George appears to be my ancestral line, Harry E. Goggins
iii. WILLIAM GOGGANS, SR., b. 1740, Lunenburg Parish, Virginia; d.1834, Newberry Co., South Carolina; m. ELIZABETH BUTLER, 1760; b. 1745, Virginia; d. about 1829. Ellis County Texas genealogy records indicate that William (Honest Bill) Goggans participated in the South Carolina Militia during the Revolutionary War.
- JAMES GOGGANS, b. 16 Sep 1751, Virginia; d. 25 Oct 1826, South Carolina; m. MARY JOHNSTON, 1769, South Carolina; b. 1752; d. 1816,
Newberry Co., South Carolina.
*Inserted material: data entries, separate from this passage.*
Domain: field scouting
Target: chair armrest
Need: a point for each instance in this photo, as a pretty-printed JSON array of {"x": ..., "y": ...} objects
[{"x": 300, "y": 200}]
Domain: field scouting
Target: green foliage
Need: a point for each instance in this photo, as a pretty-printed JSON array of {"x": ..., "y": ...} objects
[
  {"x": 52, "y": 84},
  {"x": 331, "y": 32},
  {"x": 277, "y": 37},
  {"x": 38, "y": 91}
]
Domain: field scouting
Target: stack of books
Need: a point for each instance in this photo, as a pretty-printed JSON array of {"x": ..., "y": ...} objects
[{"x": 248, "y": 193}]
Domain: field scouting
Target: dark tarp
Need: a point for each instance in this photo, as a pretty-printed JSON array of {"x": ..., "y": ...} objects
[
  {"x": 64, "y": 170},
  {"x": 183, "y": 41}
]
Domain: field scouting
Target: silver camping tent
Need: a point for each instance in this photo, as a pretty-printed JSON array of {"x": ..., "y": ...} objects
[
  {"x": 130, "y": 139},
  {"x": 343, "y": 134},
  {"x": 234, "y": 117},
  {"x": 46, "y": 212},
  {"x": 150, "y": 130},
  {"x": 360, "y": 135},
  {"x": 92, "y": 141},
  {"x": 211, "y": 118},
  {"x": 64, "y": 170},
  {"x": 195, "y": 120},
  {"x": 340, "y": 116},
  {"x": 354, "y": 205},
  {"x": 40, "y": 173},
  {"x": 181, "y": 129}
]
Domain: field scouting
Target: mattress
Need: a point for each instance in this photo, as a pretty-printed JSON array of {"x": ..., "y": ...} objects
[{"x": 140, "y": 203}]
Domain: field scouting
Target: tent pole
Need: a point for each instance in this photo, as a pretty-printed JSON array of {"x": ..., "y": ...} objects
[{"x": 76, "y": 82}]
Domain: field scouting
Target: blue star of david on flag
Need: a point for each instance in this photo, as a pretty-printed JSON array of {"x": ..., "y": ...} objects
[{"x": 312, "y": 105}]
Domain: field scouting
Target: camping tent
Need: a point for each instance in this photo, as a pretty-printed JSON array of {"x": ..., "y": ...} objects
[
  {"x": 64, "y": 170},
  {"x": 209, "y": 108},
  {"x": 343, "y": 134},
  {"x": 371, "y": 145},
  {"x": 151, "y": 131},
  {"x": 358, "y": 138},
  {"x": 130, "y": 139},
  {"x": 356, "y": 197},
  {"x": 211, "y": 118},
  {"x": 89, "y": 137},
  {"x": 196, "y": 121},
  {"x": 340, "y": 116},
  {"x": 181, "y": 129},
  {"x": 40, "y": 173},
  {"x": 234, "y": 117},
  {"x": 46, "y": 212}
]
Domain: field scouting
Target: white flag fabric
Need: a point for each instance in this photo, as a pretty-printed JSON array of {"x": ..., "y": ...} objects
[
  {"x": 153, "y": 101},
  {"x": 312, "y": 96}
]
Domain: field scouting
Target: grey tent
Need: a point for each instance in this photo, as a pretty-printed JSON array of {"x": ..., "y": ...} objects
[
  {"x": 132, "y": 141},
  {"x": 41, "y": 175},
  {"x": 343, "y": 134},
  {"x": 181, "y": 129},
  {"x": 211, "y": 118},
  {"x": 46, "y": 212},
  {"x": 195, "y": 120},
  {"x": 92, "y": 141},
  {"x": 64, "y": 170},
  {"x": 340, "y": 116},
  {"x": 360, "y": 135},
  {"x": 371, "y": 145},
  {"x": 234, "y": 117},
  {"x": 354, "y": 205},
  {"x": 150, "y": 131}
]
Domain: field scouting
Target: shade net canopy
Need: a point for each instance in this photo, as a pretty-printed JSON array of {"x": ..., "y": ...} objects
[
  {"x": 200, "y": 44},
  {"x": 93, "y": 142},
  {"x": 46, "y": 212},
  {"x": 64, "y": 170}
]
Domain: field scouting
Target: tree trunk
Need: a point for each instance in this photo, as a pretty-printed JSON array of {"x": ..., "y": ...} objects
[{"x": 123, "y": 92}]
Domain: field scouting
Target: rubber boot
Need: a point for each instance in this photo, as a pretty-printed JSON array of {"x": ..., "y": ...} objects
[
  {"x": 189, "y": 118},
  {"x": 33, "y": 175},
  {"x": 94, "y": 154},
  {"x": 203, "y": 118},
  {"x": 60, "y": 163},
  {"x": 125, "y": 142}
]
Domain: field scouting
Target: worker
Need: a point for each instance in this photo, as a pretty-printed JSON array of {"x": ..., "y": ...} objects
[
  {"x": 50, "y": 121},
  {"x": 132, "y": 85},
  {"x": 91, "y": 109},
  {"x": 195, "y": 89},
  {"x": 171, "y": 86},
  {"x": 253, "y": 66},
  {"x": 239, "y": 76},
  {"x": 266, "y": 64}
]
The 1820 map of Ninety-Six District South Carolina shows the name “Goggans” near the Bush River Church where James lived.. It is thought that it was a mustering ground for the local militia There were two battles fought over a fort at NInety Six, South Carolina during the Revolutionary War. The site has been restored and preserved..
I HAVE SEPARATE REPORT FOR THE DESCENDANTS OF EACH OF THE FOUR BROTHERS FROM THIS TIME PERIOD . AND I ADD TO IT ALMOST WEEKLY.